Member of the Florida House of Representatives from the 16th district
- In office November 7, 2000 – June 29, 2007
- Preceded by: James B. Fuller
- Succeeded by: Charles McBurney

Personal details
- Born: April 8, 1957 (age 69)
- Party: Republican
- Spouse: Mary Ciccone
- Alma mater: Florida State University (BS, JD)
- Profession: Judge in 4th Judicial Circuit

= Mark Mahon (politician) =

American politician

Mark Mahon (born April 8, 1957) is a former Representative in the House of Representatives of the U.S. state of Florida. As of July 2015, he is the Chief Judge of Florida's 4th Circuit Court. He resides in Jacksonville, Florida.

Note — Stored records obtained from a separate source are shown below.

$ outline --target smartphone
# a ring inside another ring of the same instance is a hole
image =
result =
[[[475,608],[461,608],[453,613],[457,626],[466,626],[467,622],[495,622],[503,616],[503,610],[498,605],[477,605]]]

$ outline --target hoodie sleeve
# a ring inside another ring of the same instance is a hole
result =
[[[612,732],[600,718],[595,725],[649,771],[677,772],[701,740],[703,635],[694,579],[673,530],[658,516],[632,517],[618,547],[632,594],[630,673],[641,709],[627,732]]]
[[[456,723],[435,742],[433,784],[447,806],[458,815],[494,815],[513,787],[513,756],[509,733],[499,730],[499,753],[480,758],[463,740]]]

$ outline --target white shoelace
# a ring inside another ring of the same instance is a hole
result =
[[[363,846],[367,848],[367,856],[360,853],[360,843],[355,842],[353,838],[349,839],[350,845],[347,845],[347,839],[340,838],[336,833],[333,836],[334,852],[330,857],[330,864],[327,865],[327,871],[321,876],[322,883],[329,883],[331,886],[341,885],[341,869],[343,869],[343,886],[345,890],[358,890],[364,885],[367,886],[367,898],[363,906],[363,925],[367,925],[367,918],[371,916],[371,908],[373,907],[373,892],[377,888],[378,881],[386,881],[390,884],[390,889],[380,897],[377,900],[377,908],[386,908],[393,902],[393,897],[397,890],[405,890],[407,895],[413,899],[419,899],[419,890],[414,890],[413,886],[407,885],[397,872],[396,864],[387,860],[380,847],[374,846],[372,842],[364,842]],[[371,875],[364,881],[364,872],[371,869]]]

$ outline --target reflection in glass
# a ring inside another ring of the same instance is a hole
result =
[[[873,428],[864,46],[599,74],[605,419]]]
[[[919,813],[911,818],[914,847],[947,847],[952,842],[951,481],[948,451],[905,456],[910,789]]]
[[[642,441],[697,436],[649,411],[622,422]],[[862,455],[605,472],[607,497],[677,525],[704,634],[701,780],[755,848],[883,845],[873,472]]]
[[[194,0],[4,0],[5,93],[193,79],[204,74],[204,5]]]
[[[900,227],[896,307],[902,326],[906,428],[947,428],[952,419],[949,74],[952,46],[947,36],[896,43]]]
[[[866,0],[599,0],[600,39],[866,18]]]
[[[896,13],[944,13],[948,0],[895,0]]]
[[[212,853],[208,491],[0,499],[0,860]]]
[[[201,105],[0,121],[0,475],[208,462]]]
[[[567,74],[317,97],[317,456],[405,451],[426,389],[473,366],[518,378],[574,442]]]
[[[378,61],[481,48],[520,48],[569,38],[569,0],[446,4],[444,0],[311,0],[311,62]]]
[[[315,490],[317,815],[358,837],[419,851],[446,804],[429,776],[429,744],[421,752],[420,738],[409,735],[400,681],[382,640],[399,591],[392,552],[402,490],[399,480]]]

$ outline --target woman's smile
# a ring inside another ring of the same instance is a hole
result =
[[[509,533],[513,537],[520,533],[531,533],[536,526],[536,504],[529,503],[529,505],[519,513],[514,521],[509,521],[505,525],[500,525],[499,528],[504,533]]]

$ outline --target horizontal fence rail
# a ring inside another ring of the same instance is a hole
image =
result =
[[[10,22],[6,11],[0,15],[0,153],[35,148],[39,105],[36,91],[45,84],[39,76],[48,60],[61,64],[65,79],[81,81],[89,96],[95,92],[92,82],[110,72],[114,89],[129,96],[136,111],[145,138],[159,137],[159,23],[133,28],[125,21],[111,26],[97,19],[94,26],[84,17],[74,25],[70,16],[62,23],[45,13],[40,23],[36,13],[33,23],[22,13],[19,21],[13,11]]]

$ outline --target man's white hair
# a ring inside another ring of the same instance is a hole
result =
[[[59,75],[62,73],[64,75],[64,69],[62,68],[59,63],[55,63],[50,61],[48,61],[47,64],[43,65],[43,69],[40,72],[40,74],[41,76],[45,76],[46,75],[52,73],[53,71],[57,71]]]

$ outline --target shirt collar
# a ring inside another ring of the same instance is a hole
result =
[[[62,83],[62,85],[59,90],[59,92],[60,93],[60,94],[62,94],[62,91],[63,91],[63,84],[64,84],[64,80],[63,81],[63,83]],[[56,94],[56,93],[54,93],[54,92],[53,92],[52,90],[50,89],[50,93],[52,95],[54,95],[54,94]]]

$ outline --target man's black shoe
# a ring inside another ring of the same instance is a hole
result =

Mahon received his bachelor's degree from the Florida State University in 1978. In addition, he received his Juris Doctor from Florida State University in 1981. In 2007, he was appointed by governor Charlie Crist as a circuit judge for the 4th Judicial Circuit of Jacksonville, Florida. This ended his term as a Representative of the 16th District of Florida.

==Controversy==
After becoming Interim Chief Judge of Florida's 4th Circuit Court based in Jacksonville, on July 1, 2015, Mahon issued a Summary Order prohibiting photography in public places, criticism of the court and specifically "speech that ‘degrade[s] or call[s] into question the integrity’ of judges on courthouse sidewalks" of the Duval County Courthouse, a move that was denounced by lawyers and activists as unconstitutional due to violation of the First Amendment. On July 7, Mahon altered his order to drop speech prohibitions but retain prohibitions on photography from public sidewalks. On the same day, PINAC and local activists filed federal lawsuit against Mahon's order, alleging prior restraint of free speech. On July 15, Mahon rescinded the order completely after increasing media attention and criticism.